“Parla come tà ‘nsegnat tò mader” è un vecchio detto popolare, sottotitolo anche del mio penultimo libro. Letteralmente si traduce “parla come ti ha insegnato tua madre” e significa: parla non troppo ricercato per sembrare colto, ma anche torna alle tue radici. Più si va avanti con gli anni, infatti, più si ripensa spesso alle proprie radici, rivalutandone l’impronta che hanno dato alla nostra vita e la radice più profonda è senza dubbio quella che ci lega alla mamma. Nella mia famiglia, come in moltissime, si parlava solo in dialetto.
La nonna, soprattutto, quando provava a parlare in italiano imbastiva un “italiacano”, come dicevamo ironicamente, che ci faceva molto ridere. D’altronde aveva potuto frequentare solo pochi anni la scuola, tra i suoi familiari nessuno conosceva bene l’italiano, pertanto era naturale che lei sapesse parlare con scioltezza solo il dialetto e riusciva a sorprenderci anche con quello! Il dialetto è una lingua in continua evoluzione, per questo parecchie parole che usava quotidianamente mia nonna, non facevano più parte del nostro parlare corrente, erano termini più vecchi e ormai inusuali. Qualche simpatico esempio: l’arancia era “èl portogal”, la forchetta “èl pirù”, le ciabatte “le söbre”.

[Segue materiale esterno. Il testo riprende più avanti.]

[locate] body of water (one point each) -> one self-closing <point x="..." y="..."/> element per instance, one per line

Anche mia mamma, pur conoscendo abbastanza bene l’italiano, per troppa umiltà, si sentiva a disagio a parlarlo con persone più istruite di lei, colpa di un antica mentalità che distingueva nettamente “siòri” e “puorècc”, innestando un senso di inferiorità esagerato nei ceti meno abbienti. Eppure è evidente che, a fronte di scarsa istruzione scolastica, la vecchia saggezza popolare era acuta, sapiente, profonda, sorretta da una fede genuina. Saggezza basata sull’esperienza quotidiana, tramandata di generazione in generazione, che insegnava a districarsi tra condizioni economiche difficili, meglio sopportate facendo volare la fantasia, l’allegria e tanta ironia. Le mamme imparavano a fare di necessità virtù, risparmiando all’inverosimile per arrivare a fine mese senza debiti.
Mamme a volte fin troppo pratiche e incapaci di esternare i loro sentimenti, ma brave a testimoniare il loro grande amore in concreto, sacrificando interessi e sogni personali per dedicarsi completamente alla crescita dei figli, alla cura del marito e spesso anche dei genitori e dei suoceri anziani. Ecco allora che questo breve detto, all’apparenza solo scherzoso, nasconde un concetto più profondo, che deve ammonirci a non vergognarsi mai delle nostre origini umili, anzi, ad andarne orgogliosi per quei valori che ci hanno trasmesso e che rimarranno sempre validi. Chi negli anni ha potuto arricchire il proprio bagaglio culturale, dimostra intelligenza e tatto se espone argomenti difficili utilizzando termini semplici, comprensibili a tutti.
Cultura, intelligenza, sensibilità dovrebbero andare di pari passo, ricordandoci sempre che non è ostentando, sia sapienza che ricchezza, che ci si distingue, anzi, come disse Totò :”Signori si nasce, non si diventa…!” Signori dentro ovviamente!!!!